King James, one of the country’s most respected ad agencies, is full of good news. The Cape-Town-based agency, named after its founders Alistair King and James Barty, has been winning business and accolades and has just moved into the stately building it bought, the historic Roodebloem Manor, in Woodstock, Cape Town.
Four years ago, things were less rosy. The Great Recession, brought on by the global financial crisis, arrived, and though it had thought it had all but secured the premises, credit suddenly dried up and Roodebloem Manor fell out of KingJames’s grasp (or that of anybody else for that matter).
But, over the past year, the business has re-established itself on firmer ground – having won the accounts of food group McCain, British Airways (King James already holds the account for sister airline kulula.com) and short-term insurer Santam (strategic lead and above-the-line).
Once again, the team at King James called up the properties’ owners, negotiated a deal and moved in over Christmas last year. Moving into the new building, from an agency culture point of view, “has been epic, and crucial in building onto the momentum we’ve managed to create this past year,” says Alistair King, group creative director, King James Group.
More good news followed when, at the start of this year, King James won the whole of the Parmalat account and followed that with bagging the Pan-African Johnnie Walker business of the global “Keep Walking” campaign. More recently, it won the consolidated Nashua account after a four-way agency pitch, as well as the Galaxy business.
The agency was also named AdReview Agency of the Year in 2011 by Tony Koenderman.
King believes years of hard work have finally added up to push the agency into its best position ever. It has has been perfectly positioned to take advantage of shifts in the advertising industry, he says, with the new building accelerating the blurring of lines between the different divisions that make up King James that started with the launch of its social media arm +one.
These other divisions include King James RSVP (the design and promotions arm of the business), Mnemonic (digital), Atmosphere (PR), Hammer (activations), Dare Media (media strategy) and Proof (proofing studio), as well as pop culture media group One Small Seed.
King says the large agency groups had initially been slow to respond to the changing business environment wrought by the advent of digital and mobile because often clients themselves were slow to change. Agencies needed buy-in from the people paying their bills before undertaking radical shifts in their structures and thinking.
But, over the past several years, a new language has emerged from the corporate world that shifts advertising away from silos to media-agnostic ideas.
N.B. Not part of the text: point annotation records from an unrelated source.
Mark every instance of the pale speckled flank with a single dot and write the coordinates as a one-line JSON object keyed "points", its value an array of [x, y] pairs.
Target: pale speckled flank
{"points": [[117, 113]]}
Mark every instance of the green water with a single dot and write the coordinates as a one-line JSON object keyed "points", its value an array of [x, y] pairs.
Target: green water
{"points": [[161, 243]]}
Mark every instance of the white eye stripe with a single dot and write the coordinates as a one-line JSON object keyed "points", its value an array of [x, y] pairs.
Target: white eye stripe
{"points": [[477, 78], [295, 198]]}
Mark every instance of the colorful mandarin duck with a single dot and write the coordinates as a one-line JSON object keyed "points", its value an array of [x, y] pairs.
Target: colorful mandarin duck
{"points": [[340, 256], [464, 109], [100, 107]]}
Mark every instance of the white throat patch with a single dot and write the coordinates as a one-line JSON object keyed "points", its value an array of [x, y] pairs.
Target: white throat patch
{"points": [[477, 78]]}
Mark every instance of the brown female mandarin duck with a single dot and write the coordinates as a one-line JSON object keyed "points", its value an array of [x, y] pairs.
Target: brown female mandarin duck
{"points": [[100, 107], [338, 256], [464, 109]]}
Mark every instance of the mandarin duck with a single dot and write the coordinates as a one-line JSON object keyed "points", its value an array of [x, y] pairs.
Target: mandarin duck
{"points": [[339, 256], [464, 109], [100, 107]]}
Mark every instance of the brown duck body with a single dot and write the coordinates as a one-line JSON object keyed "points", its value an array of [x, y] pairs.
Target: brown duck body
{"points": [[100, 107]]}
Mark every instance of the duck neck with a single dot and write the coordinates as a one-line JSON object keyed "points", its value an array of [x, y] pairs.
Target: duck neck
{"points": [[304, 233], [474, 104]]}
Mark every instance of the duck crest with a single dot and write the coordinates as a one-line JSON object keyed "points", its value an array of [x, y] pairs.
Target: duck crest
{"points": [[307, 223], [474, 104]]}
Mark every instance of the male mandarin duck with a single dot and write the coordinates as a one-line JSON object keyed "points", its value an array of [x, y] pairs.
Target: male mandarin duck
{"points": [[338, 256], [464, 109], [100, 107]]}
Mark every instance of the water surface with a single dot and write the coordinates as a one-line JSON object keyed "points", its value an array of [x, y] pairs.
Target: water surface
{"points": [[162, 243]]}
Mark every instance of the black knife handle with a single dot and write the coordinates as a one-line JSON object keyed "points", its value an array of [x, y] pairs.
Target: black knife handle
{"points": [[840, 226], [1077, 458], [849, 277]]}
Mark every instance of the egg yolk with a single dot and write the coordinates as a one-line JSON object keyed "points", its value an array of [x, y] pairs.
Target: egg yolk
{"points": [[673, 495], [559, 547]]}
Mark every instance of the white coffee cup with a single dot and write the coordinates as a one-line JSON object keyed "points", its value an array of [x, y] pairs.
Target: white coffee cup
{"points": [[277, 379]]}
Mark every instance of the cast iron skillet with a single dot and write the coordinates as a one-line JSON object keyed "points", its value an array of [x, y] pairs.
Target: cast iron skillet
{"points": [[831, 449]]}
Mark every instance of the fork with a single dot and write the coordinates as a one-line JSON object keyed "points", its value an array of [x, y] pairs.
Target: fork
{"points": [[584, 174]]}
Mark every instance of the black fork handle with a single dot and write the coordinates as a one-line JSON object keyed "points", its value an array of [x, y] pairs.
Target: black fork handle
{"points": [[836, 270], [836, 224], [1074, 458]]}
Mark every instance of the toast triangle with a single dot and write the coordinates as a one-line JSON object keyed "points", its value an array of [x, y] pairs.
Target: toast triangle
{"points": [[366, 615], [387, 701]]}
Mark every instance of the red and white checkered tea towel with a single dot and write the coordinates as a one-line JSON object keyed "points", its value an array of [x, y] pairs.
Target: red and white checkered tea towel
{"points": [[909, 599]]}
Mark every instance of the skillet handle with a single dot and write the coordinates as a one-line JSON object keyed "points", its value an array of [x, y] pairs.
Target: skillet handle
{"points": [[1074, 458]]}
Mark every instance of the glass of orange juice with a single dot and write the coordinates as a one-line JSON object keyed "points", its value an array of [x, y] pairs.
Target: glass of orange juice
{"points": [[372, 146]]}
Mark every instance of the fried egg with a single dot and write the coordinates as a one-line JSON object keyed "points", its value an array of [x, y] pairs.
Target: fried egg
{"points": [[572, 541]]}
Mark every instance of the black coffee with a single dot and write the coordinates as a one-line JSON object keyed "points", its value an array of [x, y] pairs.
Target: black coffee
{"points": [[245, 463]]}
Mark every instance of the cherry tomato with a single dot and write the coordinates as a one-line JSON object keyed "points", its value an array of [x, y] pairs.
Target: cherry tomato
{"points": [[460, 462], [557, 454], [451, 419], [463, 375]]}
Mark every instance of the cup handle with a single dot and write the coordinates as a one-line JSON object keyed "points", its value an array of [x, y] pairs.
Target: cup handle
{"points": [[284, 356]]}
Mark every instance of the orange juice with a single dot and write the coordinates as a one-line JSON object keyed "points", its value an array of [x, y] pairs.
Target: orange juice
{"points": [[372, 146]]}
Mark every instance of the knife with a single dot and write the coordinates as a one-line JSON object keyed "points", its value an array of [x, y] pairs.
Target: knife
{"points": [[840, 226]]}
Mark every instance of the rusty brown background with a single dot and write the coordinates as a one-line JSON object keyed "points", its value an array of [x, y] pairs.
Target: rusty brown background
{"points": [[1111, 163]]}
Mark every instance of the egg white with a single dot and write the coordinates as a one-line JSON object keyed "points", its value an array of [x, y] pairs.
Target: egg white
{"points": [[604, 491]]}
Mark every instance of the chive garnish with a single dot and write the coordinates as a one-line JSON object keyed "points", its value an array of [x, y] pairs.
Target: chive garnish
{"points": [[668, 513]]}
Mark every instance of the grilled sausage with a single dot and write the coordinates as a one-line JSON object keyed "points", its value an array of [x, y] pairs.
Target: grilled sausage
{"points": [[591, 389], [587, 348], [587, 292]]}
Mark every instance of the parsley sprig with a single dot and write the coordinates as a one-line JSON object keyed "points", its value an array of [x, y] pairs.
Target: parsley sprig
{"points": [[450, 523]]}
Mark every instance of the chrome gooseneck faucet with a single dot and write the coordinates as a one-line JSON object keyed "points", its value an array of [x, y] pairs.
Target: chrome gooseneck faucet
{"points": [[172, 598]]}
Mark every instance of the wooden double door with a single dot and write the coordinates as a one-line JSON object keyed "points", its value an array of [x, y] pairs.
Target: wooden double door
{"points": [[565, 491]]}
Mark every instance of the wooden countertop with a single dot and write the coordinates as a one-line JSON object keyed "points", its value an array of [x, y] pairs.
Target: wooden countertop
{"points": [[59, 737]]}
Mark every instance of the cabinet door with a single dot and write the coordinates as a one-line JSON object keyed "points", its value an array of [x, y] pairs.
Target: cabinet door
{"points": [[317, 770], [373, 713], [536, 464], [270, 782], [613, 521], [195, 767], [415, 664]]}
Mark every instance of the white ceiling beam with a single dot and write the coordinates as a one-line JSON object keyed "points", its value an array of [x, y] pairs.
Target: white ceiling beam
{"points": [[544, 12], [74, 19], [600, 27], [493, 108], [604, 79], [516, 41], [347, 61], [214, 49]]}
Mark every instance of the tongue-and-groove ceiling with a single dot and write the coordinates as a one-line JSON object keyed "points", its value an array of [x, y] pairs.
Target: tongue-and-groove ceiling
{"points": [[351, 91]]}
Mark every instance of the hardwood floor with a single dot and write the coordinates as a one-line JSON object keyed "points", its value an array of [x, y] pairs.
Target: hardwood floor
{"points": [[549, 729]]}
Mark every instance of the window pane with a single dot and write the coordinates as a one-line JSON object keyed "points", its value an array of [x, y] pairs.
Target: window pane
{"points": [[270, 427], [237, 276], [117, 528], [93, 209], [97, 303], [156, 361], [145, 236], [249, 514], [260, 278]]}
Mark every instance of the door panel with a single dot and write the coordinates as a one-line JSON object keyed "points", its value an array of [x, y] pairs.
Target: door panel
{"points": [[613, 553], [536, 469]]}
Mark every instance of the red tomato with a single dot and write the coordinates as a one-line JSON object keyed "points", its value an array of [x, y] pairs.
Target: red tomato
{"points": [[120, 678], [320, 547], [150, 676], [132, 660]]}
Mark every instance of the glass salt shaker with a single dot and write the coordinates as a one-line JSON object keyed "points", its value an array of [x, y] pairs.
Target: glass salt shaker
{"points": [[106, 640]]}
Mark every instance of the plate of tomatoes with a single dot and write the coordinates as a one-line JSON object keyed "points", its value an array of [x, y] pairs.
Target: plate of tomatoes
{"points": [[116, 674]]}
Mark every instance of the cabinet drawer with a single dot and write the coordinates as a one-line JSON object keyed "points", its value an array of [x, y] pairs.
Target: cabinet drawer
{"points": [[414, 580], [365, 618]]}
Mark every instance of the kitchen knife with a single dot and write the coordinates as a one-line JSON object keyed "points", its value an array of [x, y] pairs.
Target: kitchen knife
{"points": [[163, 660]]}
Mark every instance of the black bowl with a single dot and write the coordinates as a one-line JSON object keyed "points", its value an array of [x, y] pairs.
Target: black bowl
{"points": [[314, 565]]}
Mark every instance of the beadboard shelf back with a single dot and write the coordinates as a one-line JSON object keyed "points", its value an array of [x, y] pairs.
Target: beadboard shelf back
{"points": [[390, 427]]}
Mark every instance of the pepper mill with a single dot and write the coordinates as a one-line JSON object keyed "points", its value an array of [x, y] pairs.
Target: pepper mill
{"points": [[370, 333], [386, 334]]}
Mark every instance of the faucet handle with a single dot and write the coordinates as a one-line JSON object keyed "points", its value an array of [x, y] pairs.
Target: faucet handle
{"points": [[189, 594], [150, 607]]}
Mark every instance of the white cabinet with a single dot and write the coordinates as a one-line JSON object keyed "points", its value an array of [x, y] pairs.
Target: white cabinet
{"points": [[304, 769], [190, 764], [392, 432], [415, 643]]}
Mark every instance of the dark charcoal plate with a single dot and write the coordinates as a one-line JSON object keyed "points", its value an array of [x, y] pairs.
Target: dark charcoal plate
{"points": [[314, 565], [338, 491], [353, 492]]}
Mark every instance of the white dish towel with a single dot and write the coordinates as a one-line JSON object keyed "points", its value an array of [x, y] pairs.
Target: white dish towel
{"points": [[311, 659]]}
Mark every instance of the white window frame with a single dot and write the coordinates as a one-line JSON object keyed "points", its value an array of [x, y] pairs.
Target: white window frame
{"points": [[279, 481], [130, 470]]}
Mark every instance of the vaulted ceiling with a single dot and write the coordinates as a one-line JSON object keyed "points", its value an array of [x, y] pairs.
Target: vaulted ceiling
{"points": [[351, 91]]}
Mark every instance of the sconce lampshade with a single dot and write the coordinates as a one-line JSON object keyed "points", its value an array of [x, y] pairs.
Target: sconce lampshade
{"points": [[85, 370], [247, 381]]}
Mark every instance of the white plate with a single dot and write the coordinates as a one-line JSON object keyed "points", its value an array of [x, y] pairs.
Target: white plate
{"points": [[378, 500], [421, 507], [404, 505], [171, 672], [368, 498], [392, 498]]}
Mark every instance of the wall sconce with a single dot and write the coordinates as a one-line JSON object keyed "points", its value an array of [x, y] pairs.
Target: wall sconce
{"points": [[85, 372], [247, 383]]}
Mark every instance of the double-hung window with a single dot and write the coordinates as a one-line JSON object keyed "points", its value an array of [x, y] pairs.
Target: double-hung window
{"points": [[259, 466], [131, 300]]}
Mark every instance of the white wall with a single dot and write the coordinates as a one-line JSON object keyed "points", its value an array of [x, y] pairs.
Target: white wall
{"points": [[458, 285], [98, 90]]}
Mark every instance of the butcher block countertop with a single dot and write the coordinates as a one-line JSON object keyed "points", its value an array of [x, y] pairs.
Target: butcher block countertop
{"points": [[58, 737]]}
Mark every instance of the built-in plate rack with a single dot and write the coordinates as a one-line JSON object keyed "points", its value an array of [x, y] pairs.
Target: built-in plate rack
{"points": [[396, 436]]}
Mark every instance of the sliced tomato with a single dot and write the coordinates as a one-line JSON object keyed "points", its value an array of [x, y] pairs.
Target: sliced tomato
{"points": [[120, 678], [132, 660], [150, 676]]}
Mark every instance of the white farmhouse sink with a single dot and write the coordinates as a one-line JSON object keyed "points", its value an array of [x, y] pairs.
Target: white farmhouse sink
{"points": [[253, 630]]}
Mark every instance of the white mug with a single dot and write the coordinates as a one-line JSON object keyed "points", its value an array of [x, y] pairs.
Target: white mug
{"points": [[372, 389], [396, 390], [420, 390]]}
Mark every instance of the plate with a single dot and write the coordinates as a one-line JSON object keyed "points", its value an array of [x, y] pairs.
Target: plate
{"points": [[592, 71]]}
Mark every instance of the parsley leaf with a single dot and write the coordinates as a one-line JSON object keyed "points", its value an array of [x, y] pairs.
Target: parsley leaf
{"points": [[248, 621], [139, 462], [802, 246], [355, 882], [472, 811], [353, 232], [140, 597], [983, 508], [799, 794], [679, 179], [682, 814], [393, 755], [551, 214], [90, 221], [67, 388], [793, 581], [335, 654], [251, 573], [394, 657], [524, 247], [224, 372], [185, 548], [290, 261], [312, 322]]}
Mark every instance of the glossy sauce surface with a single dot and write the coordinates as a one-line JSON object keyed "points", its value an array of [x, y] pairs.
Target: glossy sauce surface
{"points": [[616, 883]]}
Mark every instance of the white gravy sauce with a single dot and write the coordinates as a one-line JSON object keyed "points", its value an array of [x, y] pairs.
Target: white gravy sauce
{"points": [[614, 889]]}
As clients become more adventurous, agencies are breaking out of their initial digital malaise.
King says that King James doesn’t favour one medium above another – its work for Kulula.com shows an cross-media approach that maximises media value for its client – and takes a swipe at smaller specialists by saying they are the only ones still favouring specific media (ie digital).
Ad agencies, says King, traditionally branch outwards to encompass all the modern media platforms, while specialists tend to stick to narrow fields and single media channels. “They’ve cornered themselves by being experts in one field,” says King.
At the moment, King James is consolidating its account wins and will only consider pitching for new business in exceptional circumstances. Pitches tend to soak up energy and distract agencies from their clients, says King, and King James will carefully consider what business it wants before throwing its hat in the ring.
King says the agency runs a tight ship, with only three senior creative teams creating working on all its accounts. Each member of the team is a creative director in their own right. A fourth team is in the works.
At King James, juniors are being plugged in around the senior teams as studio hands building up experience before they graduate to making ads themselves.
This is as it used to be, says King, but the advertising schools has changed that, telling students they will be ready to make ads as soon as they graduate, yet often new entrants into the ad industry are unable to cope with the real world pressures of demanding clients, budgets etc. This put pressure on the agency system, says King.
The new mentorship system in place at King James “puts aside the pressure to make ads while they are still learning their craft” says King. That said – everybody’s ideas are welcome – “nothing in this agency can stop a great idea.”
The Johannesburg agency remains in place with several important clients, including BA, Nashua and McCain. But its studio has been closed and all strategy and creative moved to Cape Town after King decided splitting his time between the different offices didn’t benefit the group or their clients. A small two-person studio is now back on the cards to produce good retail work on quick turnaround times for Johannesburg-based clients.
The growth momentum of the agency has largely put its nascent publishing arm, a partnership with Shaun Johnson, on the back-burner, though King says he is keen to resurrect that business as soon as possible. King James also owns One Small Seed, the pop culture magazine and community, with the digital side seeing growth but the print business under pressure along with the rest of its peers.
Roodebloem Manor, meanwhile, is shifting gear again. Formerly a farm homestead and later hotel (the old Lord Milner), and serving more recently as the offices for a chartered accounting firm, it is once again due for refurbishment as the home of King James.
Its lawns might no longer stretch down do the beach, long since filled in by the city’s expansion, as it once had, but its experiencing a renaissance of sorts. Quite appropriate, really – given its new owners.